Eh kein Klimawandel - habts schon Aufgestzt?

  • Nun, ich hat auch schon Jahre, wo ich Anfang April die Honigräume gab.


    Auch schon mal am 1. April!


    Dies zwar 30 km nördlich meines Wohnortes - aber das ist vegetationsmäßig, temporär so verfolgbar.



    Naja, mein ehemaliger Nachbar, der als Bub bei meinem grandpa in die Lehre ging, bienenmäßig, mein ich, sagte immer zu mir
    Frischling: Vor den Eisheiligen brauchst gar net Aufsetzen! (Bekanntlich 11 - 15 Mai)


    Ich nehme an, daß ettliche von Euch den HR schon oben haben. (wir sind noch etwas hintennach)

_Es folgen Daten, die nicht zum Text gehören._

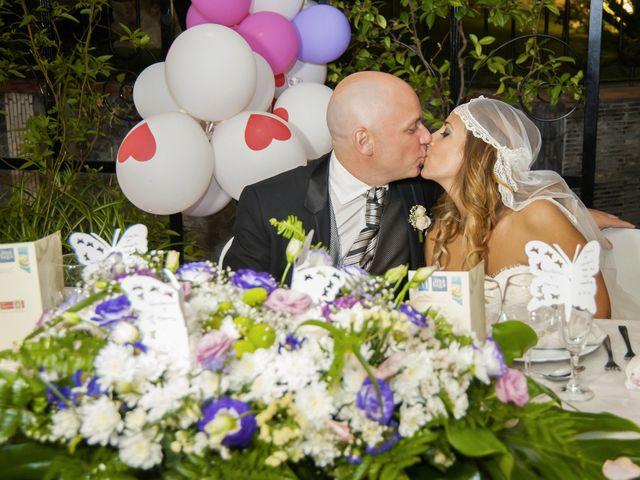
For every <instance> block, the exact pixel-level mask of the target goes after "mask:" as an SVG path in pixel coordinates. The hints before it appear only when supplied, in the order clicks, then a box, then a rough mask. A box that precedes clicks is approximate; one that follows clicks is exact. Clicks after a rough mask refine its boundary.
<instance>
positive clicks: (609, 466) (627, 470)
mask: <svg viewBox="0 0 640 480" xmlns="http://www.w3.org/2000/svg"><path fill="white" fill-rule="evenodd" d="M602 474H603V475H604V476H605V477H607V478H608V479H609V480H631V479H632V478H638V477H639V476H640V467H639V466H638V465H636V464H635V463H633V462H632V461H631V459H630V458H628V457H620V458H617V459H615V460H607V461H606V462H604V465H602Z"/></svg>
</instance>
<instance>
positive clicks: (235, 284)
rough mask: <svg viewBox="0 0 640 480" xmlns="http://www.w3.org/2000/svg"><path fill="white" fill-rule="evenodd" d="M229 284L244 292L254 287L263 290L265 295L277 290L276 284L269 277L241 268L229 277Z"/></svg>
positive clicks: (262, 273)
mask: <svg viewBox="0 0 640 480" xmlns="http://www.w3.org/2000/svg"><path fill="white" fill-rule="evenodd" d="M231 283H233V284H234V285H235V286H236V287H240V288H244V289H245V290H248V289H250V288H256V287H259V288H264V289H265V290H266V291H267V293H271V292H273V291H274V290H275V289H276V288H278V284H277V283H276V281H275V280H274V279H273V277H272V276H271V275H269V274H268V273H263V272H256V271H254V270H250V269H248V268H242V269H240V270H238V271H237V272H235V273H234V274H233V277H231Z"/></svg>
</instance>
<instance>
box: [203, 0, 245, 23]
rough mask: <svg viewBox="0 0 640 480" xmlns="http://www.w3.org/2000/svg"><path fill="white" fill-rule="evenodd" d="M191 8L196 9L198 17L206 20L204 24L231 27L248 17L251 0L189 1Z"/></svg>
mask: <svg viewBox="0 0 640 480" xmlns="http://www.w3.org/2000/svg"><path fill="white" fill-rule="evenodd" d="M191 6H192V7H195V8H197V9H198V12H199V13H200V15H201V16H202V17H204V18H205V19H206V20H207V22H204V23H218V24H220V25H225V26H227V27H231V26H232V25H237V24H238V23H240V22H241V21H242V19H243V18H244V17H246V16H247V15H249V7H250V6H251V0H232V1H229V0H191Z"/></svg>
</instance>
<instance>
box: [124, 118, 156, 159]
mask: <svg viewBox="0 0 640 480" xmlns="http://www.w3.org/2000/svg"><path fill="white" fill-rule="evenodd" d="M155 154H156V139H155V138H154V136H153V133H151V129H150V128H149V125H148V124H147V123H146V122H145V123H143V124H142V125H139V126H138V127H136V128H134V129H133V130H131V132H130V133H129V135H127V136H126V138H125V139H124V141H123V142H122V145H120V150H118V163H124V162H126V161H127V160H128V159H129V158H130V157H131V158H133V159H134V160H136V161H138V162H146V161H147V160H151V159H152V158H153V156H154V155H155Z"/></svg>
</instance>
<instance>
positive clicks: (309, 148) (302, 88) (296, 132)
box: [273, 82, 333, 160]
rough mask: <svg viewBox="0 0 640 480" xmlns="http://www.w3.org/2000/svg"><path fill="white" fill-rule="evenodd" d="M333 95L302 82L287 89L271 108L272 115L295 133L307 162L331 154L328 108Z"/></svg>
mask: <svg viewBox="0 0 640 480" xmlns="http://www.w3.org/2000/svg"><path fill="white" fill-rule="evenodd" d="M332 93H333V90H331V89H330V88H329V87H327V86H326V85H322V84H320V83H315V82H302V83H299V84H297V85H294V86H292V87H289V88H288V89H286V90H285V91H284V92H283V93H282V95H280V97H278V100H276V103H275V104H274V106H273V113H274V114H277V115H278V116H280V117H282V118H285V119H286V121H287V122H288V124H289V126H290V127H291V129H292V130H293V131H294V132H295V133H296V135H297V137H298V139H299V140H300V142H301V143H302V145H303V146H304V150H305V154H306V156H307V159H308V160H312V159H314V158H319V157H321V156H322V155H324V154H325V153H328V152H329V151H330V150H331V135H330V134H329V127H328V126H327V107H328V106H329V99H330V98H331V94H332Z"/></svg>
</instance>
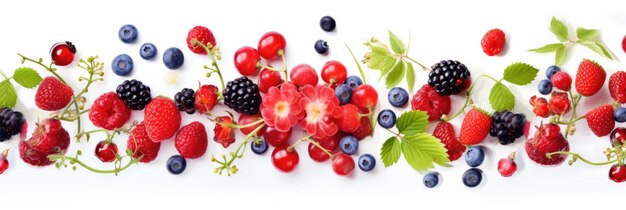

    So schnell vollzieht sich in meinen Augen der Klimawandel!


    25 Jahre sind vergangen seit der Lehrbub von meinem Opa mir das sagte.



    Griass Simmerl

  • Ich habe heute einem Volk schon den ersten HR gegeben, es belagerte alle 10 Waben (Dadant) und hatte den vor 2 Wochen gegebenen Baurahmen auch schon ausgebaut aber nicht mit Drohnenzellen sondern allerfeinsten Arbeiterzellen und in diese haben sie auch schon angefangen Honig einzulagern.
    Die Süßkirsche steht kurz vor der Blühte.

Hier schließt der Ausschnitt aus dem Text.